Capitolo uno
Capitolo uno. Albeggia. Tutto si contende in tre. Le distrazioni, le affinità e le illusioni. Parola d’ordine, “precisione”.
L’essere discontinui nel vedere muovere le cose. Rimboccarsi le maniche e correre sbattendo la testa. Che poi ti passa e non serve a molto dire basta. Si dilaterebbero soltanto le sensazioni di dolore.
Ogni montagna ha una forma reale difficile da disegnare e da distinguere. La prima luce è rara perché non tutti riescono a goderne. Per molti potrebbe non esistere.
Capitolo due. Qualche nuvola bianca sfuma questo enorme telo terso. A metà mattinata uno spuntino, se c’è tempo. La macchina è rimasta a secco. Frenesia dettata dalle abitudini. Decine di faccende da sbrigare. Non esiste più il ruolo di casalinga di una volta e il marito che lavora. Adesso vi sono disoccupati e disoccupate che riempiono le strade in cerca di lavori saltuari o di occupazioni mentali che distraggano dalla realtà dei fatti.
Queste strade vengono asfaltate e riparate e rappezzate almeno trenta volte l’anno. La tonalità del grigio varia di chilometro in chilometro, di metro in metro, di centimetro in centimetro. Nessuno vuole fare quello che dovrebbe.
Capitolo tre. Pranzo rigorosamente a tavola, con tutta la famiglia intorno. A turno si cucina o si lava. Domande e argomenti, sempre gli stessi. Le ultime notizie di cronaca, che sia nera o rosa o gialla, sono sempre in primo piano. Niente spazio per le emozioni. Un po’ di frutta e poi il caffè. Uno sguardo al Mondo attraverso i social o il web, più in generale.
Capitolo quattro. Sempre in macchina. Giro di telefonate o contatti in messaggistica istantanea alla ricerca di qualche eventuale opportunità. Più lentezza nei movimenti. La stanchezza inizia a farsi sentire. Il nervosismo anche. Intanto inizia a mutare il paesaggio che circonda il tutto. Il sole si abbassa (certo, dipende dalla stagione) e le montagne tornano a mimetizzarsi. A pensarci bene, non si riuscirebbero a contare tutti gli alberi che abitano sul loro dorso. Ora ci vuole un caffè con gli amici, al tavolino di un bar molto frequentato.
Capitolo cinque. Cena veloce. Facce concentrate sul piatto. Rielaborazione di una giornata simile a tutte le altre. Con la sola illusione di aver fatto qualche passo in avanti. Fase digestiva in corso. Un po’ di televisione, film al computer, chat varie.
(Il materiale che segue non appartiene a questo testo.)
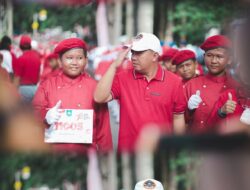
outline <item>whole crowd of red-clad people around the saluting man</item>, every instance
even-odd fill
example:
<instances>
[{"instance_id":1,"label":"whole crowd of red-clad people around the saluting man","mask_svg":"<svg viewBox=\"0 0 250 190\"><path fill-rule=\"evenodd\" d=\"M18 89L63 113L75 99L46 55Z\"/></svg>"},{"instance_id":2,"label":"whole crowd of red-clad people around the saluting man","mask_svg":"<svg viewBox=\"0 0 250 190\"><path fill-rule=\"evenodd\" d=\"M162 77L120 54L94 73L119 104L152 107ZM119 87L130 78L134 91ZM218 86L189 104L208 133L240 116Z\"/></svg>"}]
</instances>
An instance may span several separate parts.
<instances>
[{"instance_id":1,"label":"whole crowd of red-clad people around the saluting man","mask_svg":"<svg viewBox=\"0 0 250 190\"><path fill-rule=\"evenodd\" d=\"M120 126L119 152L135 151L147 125L162 135L223 133L250 125L245 65L231 75L233 45L224 35L200 45L204 63L191 49L162 46L151 33L98 53L80 38L63 39L44 55L31 42L20 36L16 54L11 39L1 39L1 84L34 109L45 142L56 152L113 150L109 110Z\"/></svg>"}]
</instances>

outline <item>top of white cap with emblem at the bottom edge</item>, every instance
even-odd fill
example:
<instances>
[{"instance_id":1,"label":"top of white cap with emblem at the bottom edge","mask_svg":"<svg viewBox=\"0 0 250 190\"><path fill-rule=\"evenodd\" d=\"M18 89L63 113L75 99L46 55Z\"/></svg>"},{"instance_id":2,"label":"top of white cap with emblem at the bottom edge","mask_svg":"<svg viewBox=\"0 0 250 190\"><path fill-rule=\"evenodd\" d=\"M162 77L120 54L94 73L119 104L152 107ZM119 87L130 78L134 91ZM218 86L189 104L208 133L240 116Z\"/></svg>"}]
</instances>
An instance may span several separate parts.
<instances>
[{"instance_id":1,"label":"top of white cap with emblem at the bottom edge","mask_svg":"<svg viewBox=\"0 0 250 190\"><path fill-rule=\"evenodd\" d=\"M145 179L135 185L134 190L164 190L161 182L155 179Z\"/></svg>"}]
</instances>

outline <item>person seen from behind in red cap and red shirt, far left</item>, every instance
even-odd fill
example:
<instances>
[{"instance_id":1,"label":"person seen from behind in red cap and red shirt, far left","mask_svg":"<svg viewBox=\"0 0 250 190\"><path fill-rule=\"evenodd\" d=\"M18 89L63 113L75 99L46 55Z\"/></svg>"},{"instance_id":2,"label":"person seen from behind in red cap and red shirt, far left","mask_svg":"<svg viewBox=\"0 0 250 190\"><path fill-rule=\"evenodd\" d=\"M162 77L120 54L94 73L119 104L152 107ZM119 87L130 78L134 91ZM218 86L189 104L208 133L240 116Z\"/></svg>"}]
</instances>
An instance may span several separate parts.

Con le tapparelle abbassate, non esistono auto e giardini pubblici. La sera triste di quartiere è esiliata da finestre di alluminio e tapparelle di plastica dura.
Capitolo sei e ultimo capitolo. Finalmente giunge il meritato riposo. Il brivido di freddo mentre ci si spoglia è una sensazione che lascia spazio alla sicurezza che in pochi secondi il materasso accolga corpi stanchi. Un paio di pagine del libro sul comodino, qualche brano musicale o un’ultima spiata ai social network. Poco di interessante. Mentre si chiudono gli occhi, da qualche parte casca il chiarore della luna.